Monday, September 13, 2010

Roaming the world at will

A friend sent me a poem recently that resonated strongly with the way I often feel. It's quite sad, yet simultaneously heroic.

The Men Who Don't Fit In
by Robert W. Service

There's a race of men that don't fit in,
A race that can't stay still;
So they break the hearts of kith and kin,
And they roam the world at will.
They range the field and they rove the flood,
And they climb the mountain's crest;
Theirs is the curse of the gypsy blood,
And they don't know how to rest.

If they just went straight they might go far;
They are strong and brave and true;
But they're always tired of the things that are,
And they want the strange and new.
They say: "Could I find my proper groove,
What a deep mark I would make!"
So they chop and change, and each fresh move
Is only a fresh mistake.

And each forgets, as he strips and runs
With a brilliant, fitful pace,
It's the steady, quiet, plodding ones
Who win in the lifelong race.
And each forgets that his youth has fled,
Forgets that his prime is past,
Till he stands one day, with a hope that's dead,
In the glare of the truth at last.

He has failed, he has failed; he has missed his chance;
He has just done things by half.
Life's been a jolly good joke on him,
And now is the time to laugh.
Ha, ha! He is one of the Legion Lost;
He was never meant to win;
He's a rolling stone, and it's bred in the bone;
He's a man who won't fit in.



Everyone who resists or shuns the path in life prescribed for them by a society built on status, power, progress, and materialism will inevitably feel as if they "don't fit in" whenever they come back into contact with that culture. Money has a loud voice. But it's not the only voice that matters, and it's easy to forget that in a society where we are increasingly disconnected from the things that make life worth living.

This line especially makes my bones cringe:
And each forgets, as he strips and runs
With a brilliant, fitful pace,
It's the steady, quiet, plodding ones
Who win in the lifelong race.
There is definitely an increasingly big part of me that wants to settle down, start a family, an help to build an honest community based on fairness and sustainability. But never does that image involve me being a "steady, quiet, plodding one."
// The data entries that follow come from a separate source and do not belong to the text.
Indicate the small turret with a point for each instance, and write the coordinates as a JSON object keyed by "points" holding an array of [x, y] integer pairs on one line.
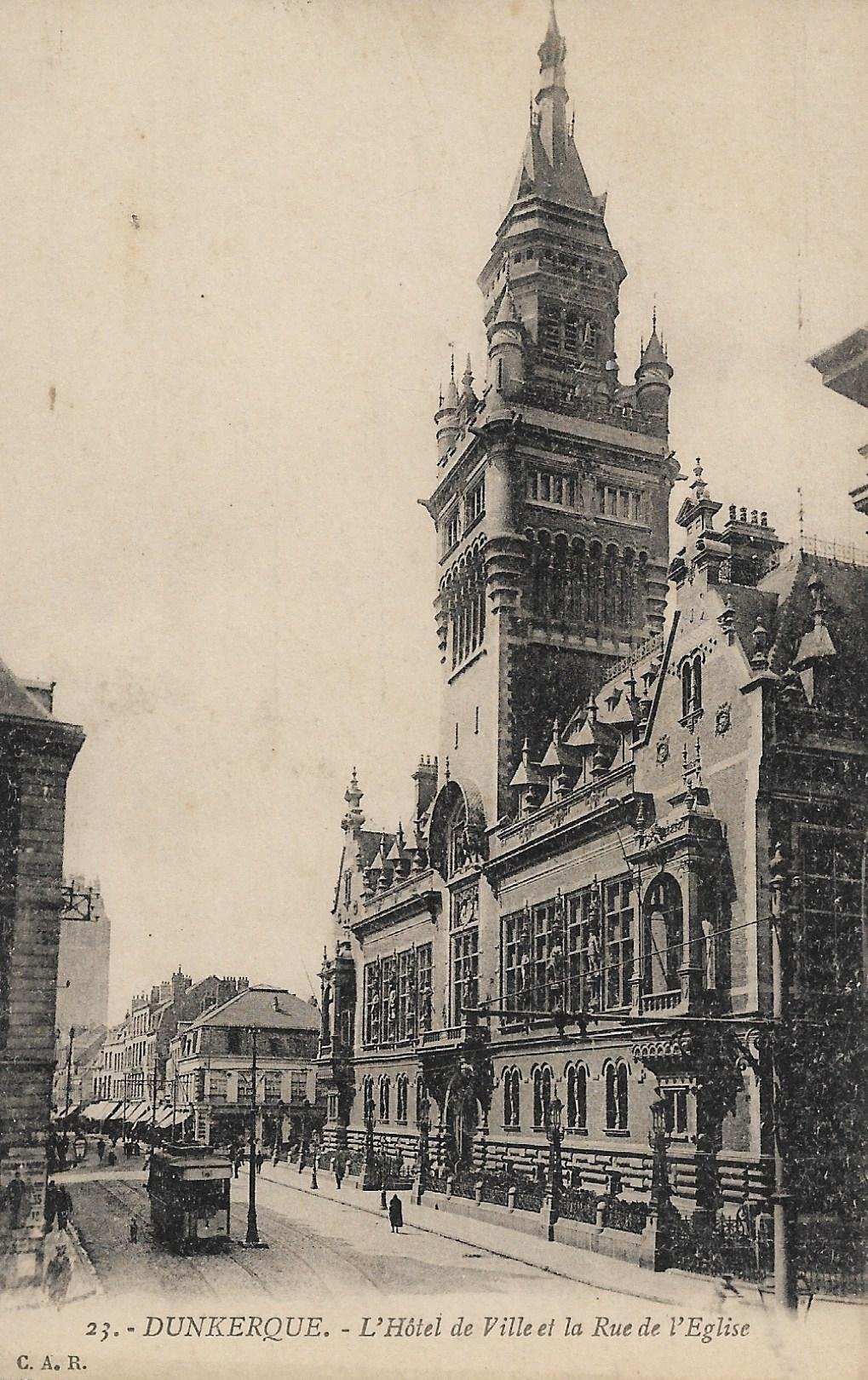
{"points": [[354, 819], [653, 376], [446, 417], [507, 348]]}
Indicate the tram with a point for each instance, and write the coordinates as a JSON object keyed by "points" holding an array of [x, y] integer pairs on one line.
{"points": [[189, 1198]]}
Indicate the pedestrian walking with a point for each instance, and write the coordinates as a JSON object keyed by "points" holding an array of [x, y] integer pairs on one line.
{"points": [[50, 1204], [396, 1213], [58, 1274], [64, 1206]]}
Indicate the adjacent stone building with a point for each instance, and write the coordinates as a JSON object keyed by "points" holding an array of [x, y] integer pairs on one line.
{"points": [[83, 959], [621, 806], [213, 1061], [36, 755]]}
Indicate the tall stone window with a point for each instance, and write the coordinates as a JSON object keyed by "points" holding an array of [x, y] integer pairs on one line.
{"points": [[830, 952], [512, 1099], [400, 1100], [424, 986], [617, 1103], [577, 1097], [618, 944], [384, 1097], [464, 951], [544, 1082]]}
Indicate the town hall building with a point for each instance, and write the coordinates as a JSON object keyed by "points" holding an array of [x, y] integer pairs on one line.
{"points": [[623, 805]]}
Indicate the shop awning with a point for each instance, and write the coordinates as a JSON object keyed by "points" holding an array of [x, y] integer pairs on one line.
{"points": [[166, 1117], [61, 1117], [135, 1111], [101, 1111]]}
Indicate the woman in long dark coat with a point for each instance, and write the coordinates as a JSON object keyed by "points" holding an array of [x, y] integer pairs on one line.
{"points": [[396, 1213]]}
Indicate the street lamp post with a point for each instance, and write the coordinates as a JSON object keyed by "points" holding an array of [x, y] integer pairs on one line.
{"points": [[658, 1139], [253, 1227], [555, 1135], [72, 1035], [315, 1148], [783, 888], [174, 1107], [370, 1177]]}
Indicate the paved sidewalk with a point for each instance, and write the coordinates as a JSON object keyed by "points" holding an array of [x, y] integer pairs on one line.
{"points": [[690, 1292]]}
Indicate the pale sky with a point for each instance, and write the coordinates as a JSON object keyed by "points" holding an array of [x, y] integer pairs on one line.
{"points": [[238, 239]]}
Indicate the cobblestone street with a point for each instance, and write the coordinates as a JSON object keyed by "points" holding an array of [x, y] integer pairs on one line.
{"points": [[318, 1249]]}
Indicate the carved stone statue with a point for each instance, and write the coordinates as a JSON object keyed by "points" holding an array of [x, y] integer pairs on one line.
{"points": [[525, 984], [710, 955], [555, 970], [595, 965]]}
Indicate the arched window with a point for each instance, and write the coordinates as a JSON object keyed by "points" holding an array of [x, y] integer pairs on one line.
{"points": [[420, 1099], [686, 687], [616, 1096], [512, 1106], [367, 1096], [400, 1100], [692, 686], [664, 936], [543, 1095], [577, 1097]]}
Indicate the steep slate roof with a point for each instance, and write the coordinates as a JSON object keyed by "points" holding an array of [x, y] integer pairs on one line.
{"points": [[256, 1006], [845, 598], [14, 700]]}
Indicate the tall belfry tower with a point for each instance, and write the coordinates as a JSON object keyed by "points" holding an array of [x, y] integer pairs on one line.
{"points": [[554, 476]]}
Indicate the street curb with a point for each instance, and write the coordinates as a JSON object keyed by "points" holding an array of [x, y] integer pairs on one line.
{"points": [[500, 1255], [84, 1263]]}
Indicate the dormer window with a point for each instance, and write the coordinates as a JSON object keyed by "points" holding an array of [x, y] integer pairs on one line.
{"points": [[451, 530], [475, 504]]}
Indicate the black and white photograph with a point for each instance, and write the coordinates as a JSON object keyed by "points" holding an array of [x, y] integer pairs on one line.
{"points": [[434, 689]]}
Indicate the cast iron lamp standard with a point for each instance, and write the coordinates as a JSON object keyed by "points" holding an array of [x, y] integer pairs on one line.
{"points": [[315, 1150], [658, 1140], [424, 1133], [554, 1129], [253, 1227], [370, 1177], [783, 888]]}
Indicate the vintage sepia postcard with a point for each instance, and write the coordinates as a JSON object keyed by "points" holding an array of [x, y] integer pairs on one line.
{"points": [[434, 701]]}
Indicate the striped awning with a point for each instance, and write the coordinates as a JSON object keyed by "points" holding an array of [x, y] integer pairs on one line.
{"points": [[101, 1111], [61, 1117]]}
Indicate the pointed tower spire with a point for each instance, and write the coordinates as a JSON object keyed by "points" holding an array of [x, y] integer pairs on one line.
{"points": [[552, 95]]}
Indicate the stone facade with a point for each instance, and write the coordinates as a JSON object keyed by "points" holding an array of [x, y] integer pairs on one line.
{"points": [[620, 810], [83, 959], [211, 1060], [36, 755]]}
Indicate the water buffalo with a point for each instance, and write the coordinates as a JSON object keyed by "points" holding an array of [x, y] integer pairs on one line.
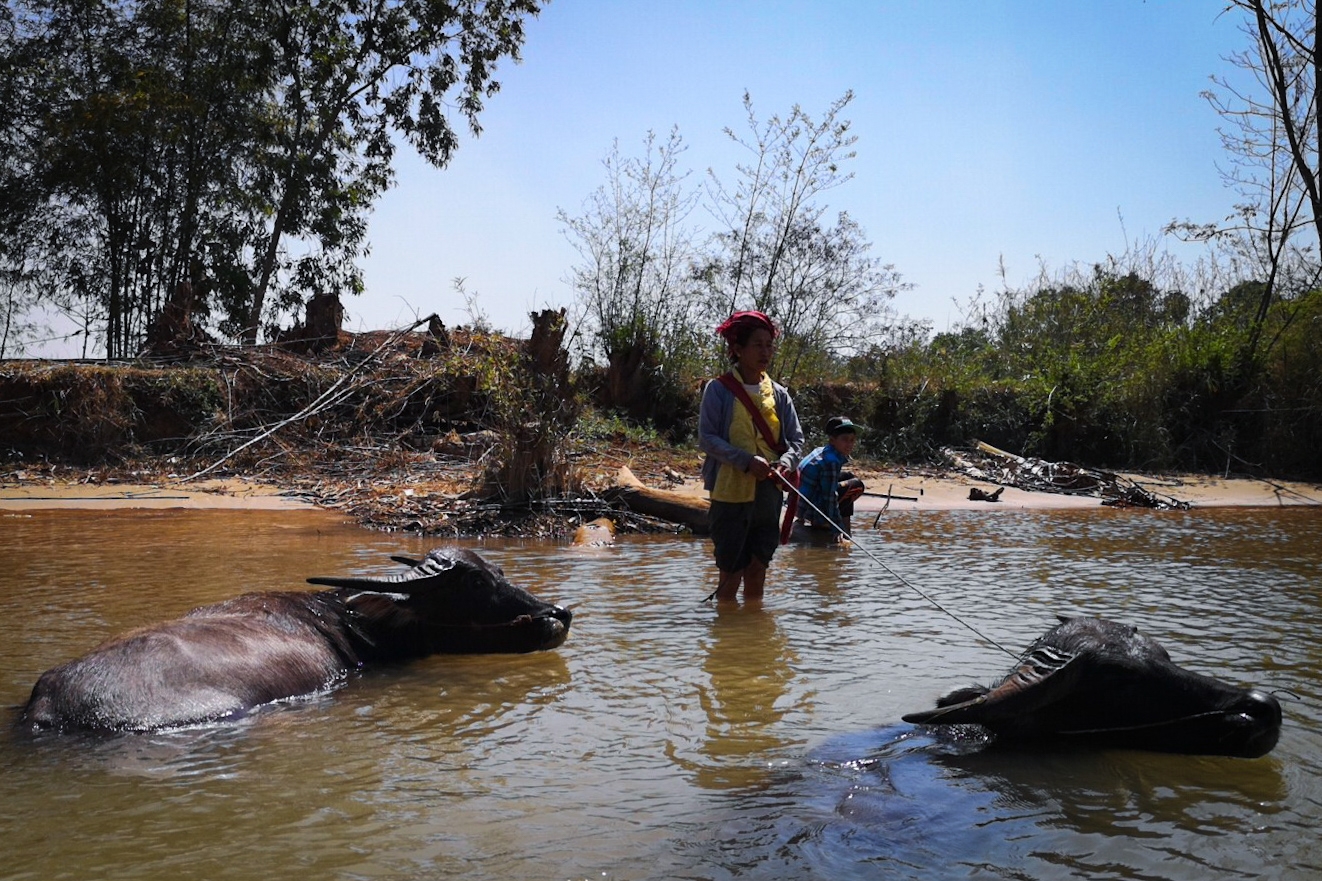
{"points": [[1100, 684], [222, 660]]}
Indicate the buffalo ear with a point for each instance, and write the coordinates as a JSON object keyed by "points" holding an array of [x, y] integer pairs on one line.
{"points": [[1043, 676], [963, 695]]}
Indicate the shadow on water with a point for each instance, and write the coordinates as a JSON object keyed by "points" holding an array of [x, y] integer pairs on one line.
{"points": [[902, 802]]}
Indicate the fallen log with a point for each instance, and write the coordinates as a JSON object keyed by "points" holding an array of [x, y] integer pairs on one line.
{"points": [[682, 508]]}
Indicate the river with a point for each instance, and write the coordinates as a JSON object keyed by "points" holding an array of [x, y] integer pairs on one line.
{"points": [[666, 738]]}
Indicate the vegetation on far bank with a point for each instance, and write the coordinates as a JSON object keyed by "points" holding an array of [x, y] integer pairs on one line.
{"points": [[189, 180]]}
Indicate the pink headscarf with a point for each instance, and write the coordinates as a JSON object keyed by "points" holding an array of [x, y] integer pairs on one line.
{"points": [[737, 323]]}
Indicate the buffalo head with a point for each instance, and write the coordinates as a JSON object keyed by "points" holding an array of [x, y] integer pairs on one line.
{"points": [[222, 660], [450, 602], [1096, 683]]}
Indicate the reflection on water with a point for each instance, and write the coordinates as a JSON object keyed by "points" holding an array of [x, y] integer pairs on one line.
{"points": [[668, 738]]}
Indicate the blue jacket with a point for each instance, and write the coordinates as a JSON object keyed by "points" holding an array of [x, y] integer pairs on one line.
{"points": [[818, 480]]}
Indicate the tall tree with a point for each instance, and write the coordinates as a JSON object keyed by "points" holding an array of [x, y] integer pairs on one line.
{"points": [[1275, 147], [775, 249], [204, 140], [633, 282], [350, 73]]}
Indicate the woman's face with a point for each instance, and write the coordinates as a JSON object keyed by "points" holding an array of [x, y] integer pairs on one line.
{"points": [[754, 356]]}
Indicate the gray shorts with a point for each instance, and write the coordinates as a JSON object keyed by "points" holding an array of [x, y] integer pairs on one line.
{"points": [[743, 531]]}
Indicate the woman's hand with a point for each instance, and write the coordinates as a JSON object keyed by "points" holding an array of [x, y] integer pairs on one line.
{"points": [[759, 468]]}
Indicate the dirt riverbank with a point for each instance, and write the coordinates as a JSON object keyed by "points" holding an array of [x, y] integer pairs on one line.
{"points": [[431, 502]]}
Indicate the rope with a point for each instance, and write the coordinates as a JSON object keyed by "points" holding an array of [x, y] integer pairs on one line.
{"points": [[891, 572]]}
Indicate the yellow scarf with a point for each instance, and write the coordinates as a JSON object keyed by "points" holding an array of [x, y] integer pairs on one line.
{"points": [[731, 483]]}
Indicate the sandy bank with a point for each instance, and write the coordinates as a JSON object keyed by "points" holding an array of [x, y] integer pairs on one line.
{"points": [[908, 491]]}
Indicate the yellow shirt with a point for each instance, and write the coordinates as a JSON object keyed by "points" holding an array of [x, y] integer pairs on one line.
{"points": [[731, 483]]}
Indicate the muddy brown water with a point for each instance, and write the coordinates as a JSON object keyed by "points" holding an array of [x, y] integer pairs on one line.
{"points": [[665, 738]]}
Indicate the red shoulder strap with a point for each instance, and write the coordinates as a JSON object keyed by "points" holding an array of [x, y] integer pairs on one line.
{"points": [[760, 421], [754, 410]]}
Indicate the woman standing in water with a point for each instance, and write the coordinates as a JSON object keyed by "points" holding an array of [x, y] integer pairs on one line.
{"points": [[752, 438]]}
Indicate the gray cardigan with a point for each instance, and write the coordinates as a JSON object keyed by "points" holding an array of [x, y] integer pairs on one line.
{"points": [[714, 417]]}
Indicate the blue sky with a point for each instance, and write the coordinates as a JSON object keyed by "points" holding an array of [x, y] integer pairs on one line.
{"points": [[988, 131]]}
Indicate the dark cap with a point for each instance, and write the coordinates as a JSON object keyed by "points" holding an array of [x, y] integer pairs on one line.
{"points": [[840, 425]]}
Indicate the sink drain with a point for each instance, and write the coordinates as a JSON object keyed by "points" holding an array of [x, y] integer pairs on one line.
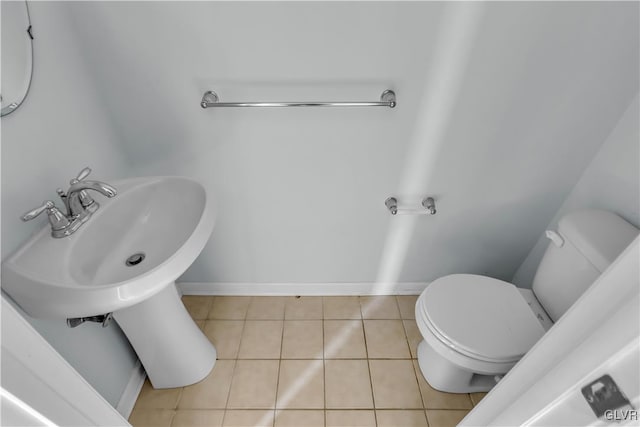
{"points": [[135, 259]]}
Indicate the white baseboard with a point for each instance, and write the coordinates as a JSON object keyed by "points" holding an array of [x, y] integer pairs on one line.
{"points": [[305, 289], [132, 390]]}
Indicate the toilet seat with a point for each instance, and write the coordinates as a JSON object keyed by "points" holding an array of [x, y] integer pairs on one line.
{"points": [[480, 317]]}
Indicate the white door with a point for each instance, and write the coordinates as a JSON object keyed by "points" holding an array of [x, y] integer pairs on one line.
{"points": [[599, 335]]}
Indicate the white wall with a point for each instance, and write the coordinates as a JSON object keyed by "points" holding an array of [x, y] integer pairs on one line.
{"points": [[611, 182], [538, 87], [59, 129]]}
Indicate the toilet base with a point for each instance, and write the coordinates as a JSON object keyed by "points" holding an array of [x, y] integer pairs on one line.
{"points": [[443, 375], [171, 347]]}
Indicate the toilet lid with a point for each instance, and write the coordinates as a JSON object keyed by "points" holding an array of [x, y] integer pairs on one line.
{"points": [[481, 317]]}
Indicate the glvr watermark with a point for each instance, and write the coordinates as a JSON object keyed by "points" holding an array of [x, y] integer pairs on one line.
{"points": [[621, 415]]}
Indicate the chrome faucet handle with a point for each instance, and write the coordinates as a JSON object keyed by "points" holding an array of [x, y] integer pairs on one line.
{"points": [[56, 218], [81, 175], [47, 204]]}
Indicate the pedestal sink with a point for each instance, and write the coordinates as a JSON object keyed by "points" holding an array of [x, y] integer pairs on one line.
{"points": [[125, 260]]}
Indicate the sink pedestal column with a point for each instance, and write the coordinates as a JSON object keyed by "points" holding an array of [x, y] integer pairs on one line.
{"points": [[171, 347]]}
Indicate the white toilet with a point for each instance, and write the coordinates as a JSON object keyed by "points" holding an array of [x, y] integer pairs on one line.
{"points": [[476, 328]]}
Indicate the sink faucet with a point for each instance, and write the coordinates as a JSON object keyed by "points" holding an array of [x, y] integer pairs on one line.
{"points": [[78, 203]]}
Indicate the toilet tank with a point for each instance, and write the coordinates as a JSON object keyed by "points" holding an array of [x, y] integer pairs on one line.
{"points": [[588, 242]]}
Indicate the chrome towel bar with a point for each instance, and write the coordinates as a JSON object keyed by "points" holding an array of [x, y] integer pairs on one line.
{"points": [[210, 99]]}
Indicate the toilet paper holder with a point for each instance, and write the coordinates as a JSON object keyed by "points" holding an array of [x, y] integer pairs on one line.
{"points": [[428, 207]]}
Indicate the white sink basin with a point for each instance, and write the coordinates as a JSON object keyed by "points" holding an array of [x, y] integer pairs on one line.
{"points": [[169, 220]]}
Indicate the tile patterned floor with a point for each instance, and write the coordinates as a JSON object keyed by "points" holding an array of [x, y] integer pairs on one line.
{"points": [[306, 362]]}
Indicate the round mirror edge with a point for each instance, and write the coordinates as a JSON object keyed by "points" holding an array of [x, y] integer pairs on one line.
{"points": [[16, 104]]}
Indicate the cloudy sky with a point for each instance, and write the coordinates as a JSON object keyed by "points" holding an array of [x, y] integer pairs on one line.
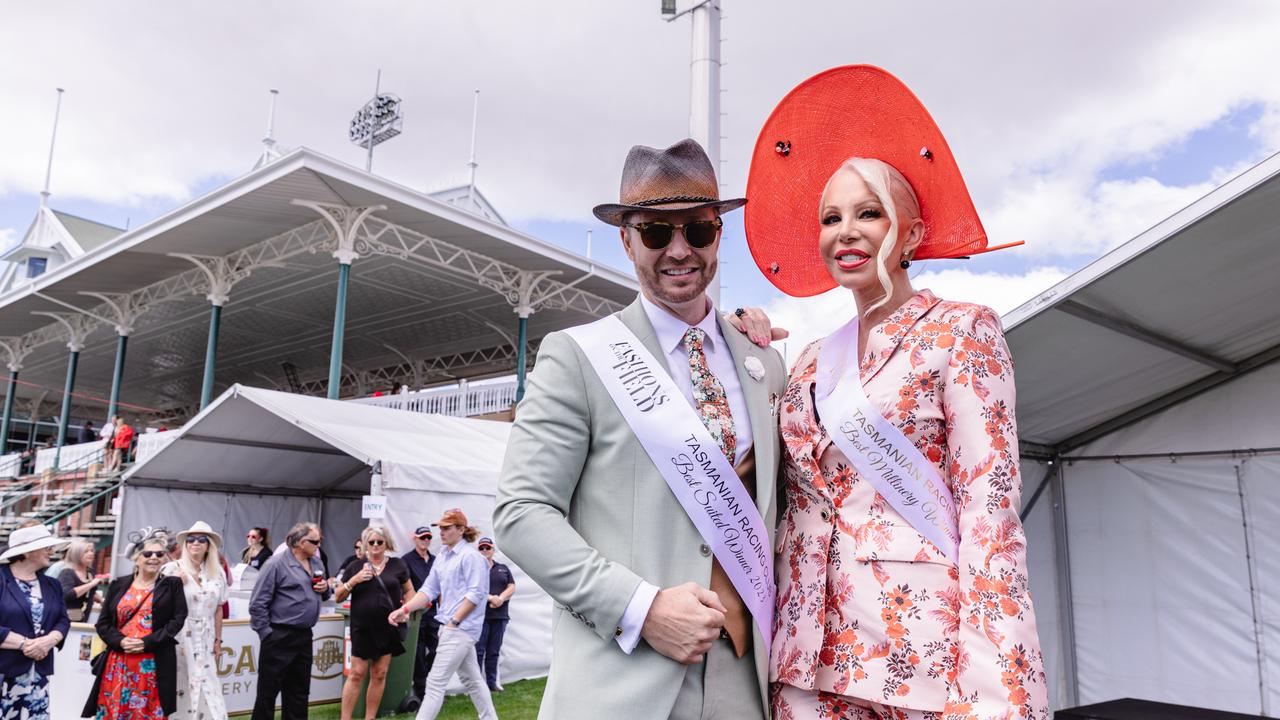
{"points": [[1077, 124]]}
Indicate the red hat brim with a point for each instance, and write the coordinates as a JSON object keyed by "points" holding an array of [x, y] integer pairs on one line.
{"points": [[842, 113]]}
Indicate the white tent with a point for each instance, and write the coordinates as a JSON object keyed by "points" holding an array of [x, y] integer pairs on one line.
{"points": [[273, 459], [1148, 390]]}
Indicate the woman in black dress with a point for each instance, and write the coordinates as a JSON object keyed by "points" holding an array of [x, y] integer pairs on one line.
{"points": [[376, 586]]}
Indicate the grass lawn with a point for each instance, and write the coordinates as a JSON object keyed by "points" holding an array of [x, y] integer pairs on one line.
{"points": [[519, 702]]}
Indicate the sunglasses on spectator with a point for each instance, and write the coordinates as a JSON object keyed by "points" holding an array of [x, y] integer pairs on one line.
{"points": [[698, 233]]}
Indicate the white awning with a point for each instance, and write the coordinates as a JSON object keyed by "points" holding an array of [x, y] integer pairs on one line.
{"points": [[261, 440]]}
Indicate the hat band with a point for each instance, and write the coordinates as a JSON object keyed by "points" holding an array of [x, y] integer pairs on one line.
{"points": [[675, 199]]}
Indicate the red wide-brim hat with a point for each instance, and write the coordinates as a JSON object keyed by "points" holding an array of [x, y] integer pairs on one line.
{"points": [[842, 113]]}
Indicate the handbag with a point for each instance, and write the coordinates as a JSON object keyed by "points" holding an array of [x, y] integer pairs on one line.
{"points": [[99, 661]]}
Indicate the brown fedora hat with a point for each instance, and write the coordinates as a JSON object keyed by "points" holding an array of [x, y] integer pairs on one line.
{"points": [[677, 178]]}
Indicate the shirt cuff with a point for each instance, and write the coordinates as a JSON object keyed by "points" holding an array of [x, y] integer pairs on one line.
{"points": [[632, 619]]}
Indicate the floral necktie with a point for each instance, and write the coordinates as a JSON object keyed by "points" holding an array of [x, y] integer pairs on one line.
{"points": [[709, 396]]}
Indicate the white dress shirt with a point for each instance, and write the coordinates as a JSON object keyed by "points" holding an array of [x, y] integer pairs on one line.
{"points": [[671, 333]]}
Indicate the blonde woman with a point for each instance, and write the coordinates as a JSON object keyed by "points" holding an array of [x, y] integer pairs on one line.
{"points": [[200, 695], [78, 580], [376, 583], [901, 560]]}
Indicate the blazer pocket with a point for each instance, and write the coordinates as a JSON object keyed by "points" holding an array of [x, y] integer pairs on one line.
{"points": [[890, 542]]}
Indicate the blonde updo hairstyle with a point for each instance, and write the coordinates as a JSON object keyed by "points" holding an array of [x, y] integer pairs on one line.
{"points": [[213, 565], [895, 194]]}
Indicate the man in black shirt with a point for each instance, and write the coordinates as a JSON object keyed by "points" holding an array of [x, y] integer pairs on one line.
{"points": [[420, 561], [502, 586]]}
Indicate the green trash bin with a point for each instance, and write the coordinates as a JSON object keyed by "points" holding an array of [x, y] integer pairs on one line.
{"points": [[400, 675]]}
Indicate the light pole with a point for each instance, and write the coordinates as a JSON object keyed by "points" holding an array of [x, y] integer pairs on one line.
{"points": [[704, 91]]}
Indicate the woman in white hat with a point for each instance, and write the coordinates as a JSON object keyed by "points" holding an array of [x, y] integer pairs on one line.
{"points": [[32, 623], [200, 695]]}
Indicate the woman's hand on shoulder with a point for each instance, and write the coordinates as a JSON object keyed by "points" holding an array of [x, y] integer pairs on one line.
{"points": [[754, 323]]}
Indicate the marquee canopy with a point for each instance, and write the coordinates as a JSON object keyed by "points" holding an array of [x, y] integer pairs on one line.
{"points": [[1183, 308]]}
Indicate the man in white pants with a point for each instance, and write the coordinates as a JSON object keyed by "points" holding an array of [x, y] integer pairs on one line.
{"points": [[460, 579]]}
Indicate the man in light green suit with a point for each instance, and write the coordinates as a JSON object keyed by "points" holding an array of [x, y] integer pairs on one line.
{"points": [[647, 623]]}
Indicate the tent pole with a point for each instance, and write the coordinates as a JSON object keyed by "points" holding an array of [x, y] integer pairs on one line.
{"points": [[206, 386], [521, 343], [1065, 610], [117, 376], [8, 411], [339, 323], [1253, 589], [72, 361]]}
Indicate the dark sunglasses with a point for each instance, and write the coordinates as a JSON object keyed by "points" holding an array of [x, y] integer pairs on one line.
{"points": [[698, 233]]}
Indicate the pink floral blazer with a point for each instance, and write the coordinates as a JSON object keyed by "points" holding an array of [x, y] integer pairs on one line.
{"points": [[867, 606]]}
For me, "winning" is building fulfilling relationships, trying new things, experiencing everything life has to offer - gain and loss, success AND failure - without fear or judgment.

2 comments :

  1. Anonymous4:19 AM

    Thank you! There are more of me out there.

    ReplyDelete
  2. It depends on how you define "winning". Living life by someone else's rules and squelching ones own desires for those of the culture, is not winning in my book.